All wines of DOCG Frascati are a blend based on Malvasia, with Greco added for aromatics and viscosity, and Bombino added for acidity and freshness. Two clones of Malvasia are cultivated: Malvasia di Candia is a high-yielding clone that is is preferred by producers that choose to focus on volume production. Malvasia del Lazio, while lower-yielding, produces wine with more flavor, finesse, and the desired levels of alcohol. Malvasia del Lazio is being progressively replanted with the goal of enhancing the quality and perception of the DOCG.

As our entrees were cleared, Mauro had one more surprise for us. He presented us with a treat he brought over from Italy that currently is not available in the US. It was a sweet Frascati called Canellino. The wine was light…and sweet, and again fairly innocuous. But as before, Mauro had a demonstration planned. Upon pouring the wine, waiters followed with plates full of biscotti. Without speaking, Mauro picked up his biscotti and proceeded to dip it in his wine glass while saying, “In Rome, this is how we drink Canelloni. Once again, this was a revelation and the wine was truly transformed. My gut reaction told me that the combination reminded of Bananas Foster. Whatever the flavor, we all found the combination irresistible. So much that we had two additional plates of biscotti delivered to our table before we had eaten our fill.

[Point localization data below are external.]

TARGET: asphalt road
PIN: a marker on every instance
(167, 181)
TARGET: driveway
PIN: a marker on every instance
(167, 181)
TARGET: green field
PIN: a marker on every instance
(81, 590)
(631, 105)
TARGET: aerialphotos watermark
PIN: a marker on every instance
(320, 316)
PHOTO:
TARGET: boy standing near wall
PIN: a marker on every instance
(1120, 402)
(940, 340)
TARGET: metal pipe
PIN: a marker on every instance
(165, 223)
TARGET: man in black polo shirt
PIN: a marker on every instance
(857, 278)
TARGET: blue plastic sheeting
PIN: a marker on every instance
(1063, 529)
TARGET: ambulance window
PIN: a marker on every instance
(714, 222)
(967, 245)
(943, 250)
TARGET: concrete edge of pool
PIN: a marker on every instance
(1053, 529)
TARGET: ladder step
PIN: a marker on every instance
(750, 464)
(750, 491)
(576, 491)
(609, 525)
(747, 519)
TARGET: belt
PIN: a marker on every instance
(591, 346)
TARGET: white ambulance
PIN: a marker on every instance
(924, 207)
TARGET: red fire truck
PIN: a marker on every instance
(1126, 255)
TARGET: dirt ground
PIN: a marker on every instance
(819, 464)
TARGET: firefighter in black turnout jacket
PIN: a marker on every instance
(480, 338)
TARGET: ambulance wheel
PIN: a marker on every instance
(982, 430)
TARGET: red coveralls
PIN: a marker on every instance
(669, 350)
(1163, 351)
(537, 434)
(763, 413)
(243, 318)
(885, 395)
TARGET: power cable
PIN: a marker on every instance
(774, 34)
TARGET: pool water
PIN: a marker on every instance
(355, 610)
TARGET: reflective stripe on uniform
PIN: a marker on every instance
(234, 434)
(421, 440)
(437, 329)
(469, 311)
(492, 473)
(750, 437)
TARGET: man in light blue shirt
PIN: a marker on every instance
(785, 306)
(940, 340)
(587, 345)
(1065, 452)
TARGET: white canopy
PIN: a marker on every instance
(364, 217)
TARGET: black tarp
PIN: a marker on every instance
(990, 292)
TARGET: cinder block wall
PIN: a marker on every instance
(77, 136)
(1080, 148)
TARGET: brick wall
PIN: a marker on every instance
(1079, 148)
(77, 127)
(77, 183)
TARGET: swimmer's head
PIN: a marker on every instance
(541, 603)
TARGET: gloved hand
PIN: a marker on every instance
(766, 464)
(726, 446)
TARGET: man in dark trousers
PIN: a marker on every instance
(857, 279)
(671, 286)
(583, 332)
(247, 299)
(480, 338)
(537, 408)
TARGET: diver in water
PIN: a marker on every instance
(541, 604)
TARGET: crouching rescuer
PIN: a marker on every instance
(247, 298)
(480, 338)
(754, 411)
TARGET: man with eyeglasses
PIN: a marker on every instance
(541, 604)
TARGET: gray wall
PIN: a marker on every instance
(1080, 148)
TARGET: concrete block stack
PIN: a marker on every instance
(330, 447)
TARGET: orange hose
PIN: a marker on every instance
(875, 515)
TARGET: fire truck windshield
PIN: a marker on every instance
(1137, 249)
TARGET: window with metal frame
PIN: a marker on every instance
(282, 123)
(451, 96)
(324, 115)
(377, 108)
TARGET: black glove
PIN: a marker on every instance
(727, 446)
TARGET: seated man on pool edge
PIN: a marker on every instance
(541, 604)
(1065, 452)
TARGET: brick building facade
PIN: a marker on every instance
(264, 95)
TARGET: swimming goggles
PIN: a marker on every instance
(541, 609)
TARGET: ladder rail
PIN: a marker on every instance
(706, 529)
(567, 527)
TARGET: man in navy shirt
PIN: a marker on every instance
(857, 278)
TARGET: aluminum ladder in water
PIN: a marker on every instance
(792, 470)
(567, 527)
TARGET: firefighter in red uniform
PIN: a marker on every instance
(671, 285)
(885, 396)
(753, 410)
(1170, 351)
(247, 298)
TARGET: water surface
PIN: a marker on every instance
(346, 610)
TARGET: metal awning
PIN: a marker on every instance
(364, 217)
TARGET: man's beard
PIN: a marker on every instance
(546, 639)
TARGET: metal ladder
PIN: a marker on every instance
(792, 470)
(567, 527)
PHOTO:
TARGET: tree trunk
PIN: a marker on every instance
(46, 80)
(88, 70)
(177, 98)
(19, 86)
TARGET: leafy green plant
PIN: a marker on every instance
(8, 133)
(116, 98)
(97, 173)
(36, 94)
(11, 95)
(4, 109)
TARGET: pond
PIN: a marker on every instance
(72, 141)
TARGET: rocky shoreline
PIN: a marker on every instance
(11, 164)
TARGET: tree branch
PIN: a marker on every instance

Our luncheon ended with Mauro telling us that in Rome Frascati is known as “the legless wine”. This due to the fact that while deceptively light on the palette, Frascati packs and alcoholic punch, usually around 14%. Unsuspecting diners often rise at the end of a meal to find they have “lost their legs”. I am sure his intent was to warn us before we rose from the table. With that, our group said our thank-yous and goodbyes and left legless and enlightened.